MISSION CRITICAL APPLICATION

rescue.jpgIt's a story that for many weeks was not circulated outside the inner circles of the U.S. Space Program: the Fisher Space Pen helped the original Moon-landing astronauts, Neil Armstrong and Edwin (Buzz) Aldrin, get back to Earth. A spokesman for NASA recounted the story to Paul C. Fisher, whose company manufactured the pen.

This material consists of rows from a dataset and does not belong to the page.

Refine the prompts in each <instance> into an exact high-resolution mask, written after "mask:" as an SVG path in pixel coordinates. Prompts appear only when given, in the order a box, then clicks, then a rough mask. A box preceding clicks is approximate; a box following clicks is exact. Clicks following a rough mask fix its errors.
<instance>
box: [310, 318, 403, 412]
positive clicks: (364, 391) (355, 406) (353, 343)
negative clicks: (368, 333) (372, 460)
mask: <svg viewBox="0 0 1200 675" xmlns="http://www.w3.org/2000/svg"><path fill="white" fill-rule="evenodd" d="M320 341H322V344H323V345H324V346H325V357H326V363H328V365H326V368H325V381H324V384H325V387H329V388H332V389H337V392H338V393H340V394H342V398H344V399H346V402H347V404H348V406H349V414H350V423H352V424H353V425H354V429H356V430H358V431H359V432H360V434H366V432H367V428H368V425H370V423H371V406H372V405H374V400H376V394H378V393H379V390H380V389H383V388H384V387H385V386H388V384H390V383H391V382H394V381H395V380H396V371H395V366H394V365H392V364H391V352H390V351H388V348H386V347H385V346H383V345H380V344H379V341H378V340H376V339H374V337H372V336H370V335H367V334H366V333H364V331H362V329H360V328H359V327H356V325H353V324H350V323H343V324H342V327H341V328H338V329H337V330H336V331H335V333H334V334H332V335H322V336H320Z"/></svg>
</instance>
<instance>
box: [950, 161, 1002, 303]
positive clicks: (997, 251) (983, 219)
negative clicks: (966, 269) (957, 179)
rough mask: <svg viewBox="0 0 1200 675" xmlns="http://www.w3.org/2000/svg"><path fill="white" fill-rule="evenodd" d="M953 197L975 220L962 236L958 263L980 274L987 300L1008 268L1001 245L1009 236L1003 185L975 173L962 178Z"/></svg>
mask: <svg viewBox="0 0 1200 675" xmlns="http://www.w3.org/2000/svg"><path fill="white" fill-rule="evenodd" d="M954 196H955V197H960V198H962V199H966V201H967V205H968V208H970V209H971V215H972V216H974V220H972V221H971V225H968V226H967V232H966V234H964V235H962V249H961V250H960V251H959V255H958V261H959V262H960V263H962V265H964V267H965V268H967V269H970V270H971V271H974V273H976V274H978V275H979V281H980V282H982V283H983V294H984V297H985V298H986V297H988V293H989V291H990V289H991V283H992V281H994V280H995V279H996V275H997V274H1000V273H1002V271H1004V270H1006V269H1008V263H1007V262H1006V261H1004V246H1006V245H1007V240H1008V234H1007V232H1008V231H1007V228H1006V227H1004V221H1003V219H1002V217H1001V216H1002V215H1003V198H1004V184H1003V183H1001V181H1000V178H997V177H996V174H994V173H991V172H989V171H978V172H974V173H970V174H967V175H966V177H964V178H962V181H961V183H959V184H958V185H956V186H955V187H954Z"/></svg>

When about to leave the moon, and the astronauts were climbing back into the Lunar Module, the life support backpack on one of the astronauts brushed against the plastic arming switch and broke it. The switch was to have activated the LM's engines for the module's rendezvous with the mother spacecraft. Aldrin informed Houston's Space Center by radio. A Scientist went to work on the problem immediately by breaking the plastic switch on a duplicate module and then studying the possibility of reaching a tiny metal strip inside the switch. The strip had to be flipped over to one side to activate the LM engine, but Ground Control knew the astronauts had dispensed with practically all tools in the interest of less weight. But the astronauts still had their Space Pen instruments, so they were advised to retract the point and use the hollow end of the pen to activate the inside switch. Then, Aldrin used his Space Pen to flick the switch's inner workings. He and Armstrong were lifted from the moon to the Apollo Space Ship for return to earth. The story came out after John McLeish, a NASA public relations official, was quarantined with Armstrong and Aldrin upon the Astronauts' return from their outer-space trip. McLeish told Fisher of the emergency on the moon, related to him by the astronauts. "If it hadn't been for the Fisher Space Pen®, the astronauts, Armstrong and Aldrin, might still be up there on the Moon."

The early astronauts used pencils for note taking because there were no Space Pen writing instruments and no other pens would work in space. With the astronauts in mind, Fisher developed what he called his "Space Pen®," a pen that would write under weightless conditions and in the vacuum of space.